Patient age was strongly associated with disease stage (Table 2). Among patients younger than 45 years, the vast majority (98.8%) were classified as AJCC Stage I, with only 2 patients (1.2%) having Stage II disease and none with Stage III or IV. In contrast, older patients (≥45 years) exhibited a broader distribution of stages: 75% were Stage I, while the remaining 25% were diagnosed with Stage II–IV disease. This difference was statistically significant (p < 0.001, Fisher’s exact test). This relationship remained significant when age was analyzed as a continuous variable. Patients with Stage I disease had a significantly lower mean age compared to those with Stage II–IV disease (38.2 ± 10.3 vs. 57.1 ± 15.9 years, respectively; p < 0.001, two-sample t-test). No significant associations were observed between sex and disease stage in our cohort (p=.857). While the overall association between BMI and AJCC stage did not reach statistical significance (p = 0.059), a more focused analysis revealed a significant relationship between high BMI and advanced disease. Specifically, all patients with Stage IV disease had a BMI ≥30, and this association was statistically significant (p = 0.006).
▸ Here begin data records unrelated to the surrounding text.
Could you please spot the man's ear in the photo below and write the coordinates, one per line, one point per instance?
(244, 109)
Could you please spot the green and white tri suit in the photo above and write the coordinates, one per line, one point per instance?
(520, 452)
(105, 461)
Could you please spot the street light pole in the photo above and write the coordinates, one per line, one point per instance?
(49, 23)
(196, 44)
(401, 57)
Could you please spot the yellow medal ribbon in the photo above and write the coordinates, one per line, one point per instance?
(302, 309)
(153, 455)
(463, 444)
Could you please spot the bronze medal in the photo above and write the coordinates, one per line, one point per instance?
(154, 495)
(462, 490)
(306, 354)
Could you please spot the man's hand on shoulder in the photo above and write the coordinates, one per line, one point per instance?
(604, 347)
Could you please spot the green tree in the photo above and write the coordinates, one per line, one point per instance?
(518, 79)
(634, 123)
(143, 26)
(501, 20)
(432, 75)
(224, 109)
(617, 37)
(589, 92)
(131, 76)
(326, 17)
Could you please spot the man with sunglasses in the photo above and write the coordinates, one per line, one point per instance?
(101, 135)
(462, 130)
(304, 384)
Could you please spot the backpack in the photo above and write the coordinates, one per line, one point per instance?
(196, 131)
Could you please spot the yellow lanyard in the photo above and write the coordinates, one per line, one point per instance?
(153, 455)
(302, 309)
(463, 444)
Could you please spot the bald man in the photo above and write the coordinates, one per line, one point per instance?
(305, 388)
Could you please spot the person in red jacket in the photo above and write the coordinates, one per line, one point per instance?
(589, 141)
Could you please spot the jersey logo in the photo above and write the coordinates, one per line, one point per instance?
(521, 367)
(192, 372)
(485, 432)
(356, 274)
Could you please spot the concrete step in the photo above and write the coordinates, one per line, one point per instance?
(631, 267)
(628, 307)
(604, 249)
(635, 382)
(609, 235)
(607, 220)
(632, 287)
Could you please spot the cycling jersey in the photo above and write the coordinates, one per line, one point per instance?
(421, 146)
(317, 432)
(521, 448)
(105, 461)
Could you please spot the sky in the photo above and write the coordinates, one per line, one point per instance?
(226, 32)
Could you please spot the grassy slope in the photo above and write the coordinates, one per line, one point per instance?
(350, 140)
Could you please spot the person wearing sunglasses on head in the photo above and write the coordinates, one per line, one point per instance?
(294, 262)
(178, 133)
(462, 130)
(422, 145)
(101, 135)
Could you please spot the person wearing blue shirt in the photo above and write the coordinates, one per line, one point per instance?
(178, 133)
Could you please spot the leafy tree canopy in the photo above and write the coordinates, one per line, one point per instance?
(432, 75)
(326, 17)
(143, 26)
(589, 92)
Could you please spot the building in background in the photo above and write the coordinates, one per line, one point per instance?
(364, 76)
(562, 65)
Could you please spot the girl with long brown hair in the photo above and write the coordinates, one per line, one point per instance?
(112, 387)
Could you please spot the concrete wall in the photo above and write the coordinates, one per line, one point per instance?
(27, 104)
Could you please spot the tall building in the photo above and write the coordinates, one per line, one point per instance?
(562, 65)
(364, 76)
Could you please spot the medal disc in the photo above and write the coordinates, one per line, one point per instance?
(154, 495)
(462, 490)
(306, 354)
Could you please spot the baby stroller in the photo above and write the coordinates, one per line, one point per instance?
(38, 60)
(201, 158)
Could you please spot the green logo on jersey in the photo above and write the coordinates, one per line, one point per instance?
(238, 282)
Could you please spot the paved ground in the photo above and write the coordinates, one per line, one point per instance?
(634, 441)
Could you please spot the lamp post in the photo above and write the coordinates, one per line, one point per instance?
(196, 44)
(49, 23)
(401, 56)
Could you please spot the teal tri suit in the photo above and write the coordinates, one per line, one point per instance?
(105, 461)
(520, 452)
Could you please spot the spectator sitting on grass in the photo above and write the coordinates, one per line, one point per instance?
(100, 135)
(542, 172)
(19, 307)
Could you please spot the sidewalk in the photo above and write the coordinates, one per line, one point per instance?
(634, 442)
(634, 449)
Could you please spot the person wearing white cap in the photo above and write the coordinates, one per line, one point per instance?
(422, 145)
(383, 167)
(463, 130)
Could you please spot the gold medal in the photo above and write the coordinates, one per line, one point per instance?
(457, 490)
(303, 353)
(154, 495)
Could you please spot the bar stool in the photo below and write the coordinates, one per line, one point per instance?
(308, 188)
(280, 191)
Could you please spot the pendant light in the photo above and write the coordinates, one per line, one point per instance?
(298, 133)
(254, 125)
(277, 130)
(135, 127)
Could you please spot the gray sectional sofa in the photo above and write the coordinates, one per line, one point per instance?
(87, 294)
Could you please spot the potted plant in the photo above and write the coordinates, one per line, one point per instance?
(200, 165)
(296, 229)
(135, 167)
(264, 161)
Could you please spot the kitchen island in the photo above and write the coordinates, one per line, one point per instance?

The distribution of metastatic cases varied by region (Table 3), with the highest proportion observed in Dhofar, accounting for 5 cases (38%) of all metastases. Other regions with notable proportions included Muscat and Al Batinah (2 cases; 15% each), followed by Al Dakhiliyah, Ash Sharqiyah, Non-Omani patients (1 case each). Statistical analysis showed a strong association between Dhofar region and the presence of distant metastasis (p = 0.003) (Figure 2).

Table 2. AJCC stage by age group.
AJCC Stage Age <45 (%) Age ≥45 (%) Total
Stage 1 163 (76.2) 51 (23.8) 214
Stage 2 2 (20) 8 (80) 10
Stage 3 0 (0) 2 (100) 2
Stage 4 0 (0) 7 (100) 7
Total 165 (70.8) 68 (29.2) 233

AJCC: American Joint Committee on Cancer.
Table 3. Distribution of metastatic disease according to the region.
Region Number of metastatic cases (%)
Muscat 2 (16.7)
Dhofar 5 (41.7)
Al-Dakhiliyah 1 (8.3)
Al-Batinah 2 (16.7)
Ash Sharqiyah 1 (8.3)
Non-Omani 1 (8.3)
Missing 1 (8)

Figure 2.Proportion of metastatic disease by region
Journal of Thyroid Cancer - Differentiated thyroid cancer

Biochemical profile at baseline

At postoperative baseline, 43.2% of patients were biochemically hypothyroid (TSH > 4.3 mU/L). Median stimulated TSH was 100 mU/L (IQR: 75.7–100). The median thyroglobulin (TG) level was 0.6 ng/mL (IQR: 0.07–4.0), with 34.1% having TG < 0.2 ng/mL. Similarly, median stimulated TG was < 1ng/mL is 32.6% of the patients. Both suppressed and stimulated anti-thyroglobulin antibodies (TG-Abs) were negative (< 115 IU/mL) in 87.3% and 84.6% of cases. (Table 4)

Table 4. Baseline and TSH-stimulated thyroid cancer biomarkers in the study cohort
Biomarker Median (IQR) or n (%) (unless defined otherwise)
TSH ( mU /L) 3 (0.30–13)
≤ 0.5 (Hyperthyroid) 72 (28.2)
0.51–4.30 (Euthyroid) 73 (28.6)
> 4.30 (Hypothyroid) 110 (43.2)
Stimulated TSH ( mU /L) 100 (75.7–100)
> 4.30 (Hypothyroid) 255 (99.6)
TG (ng/mL) 0.6 (0.07–4)
< 0.2 87 (34.1)
≥ 0.2 168 (65.9)
Stimulated TG (ng/mL) 2.56 (0.45–11.79)
< 1 83 (34)
≥ 1 161 (66)
Missing 11
TG ABS (IU/mL) 18 (15–48)
< 115 214 (84.6)
≥ 115 39 (15.4)
Missing 2
Stimulated TG ABS (IU/mL) 18 (15–46)
< 115 213 (87.3)
≥ 115 31 (12.7)
Missing 11

IQR: interquartile range; TSH: thyroid-stimulating hormone; TG: thyroglobulin; TG ABS: anti thyroglobulin antibodies.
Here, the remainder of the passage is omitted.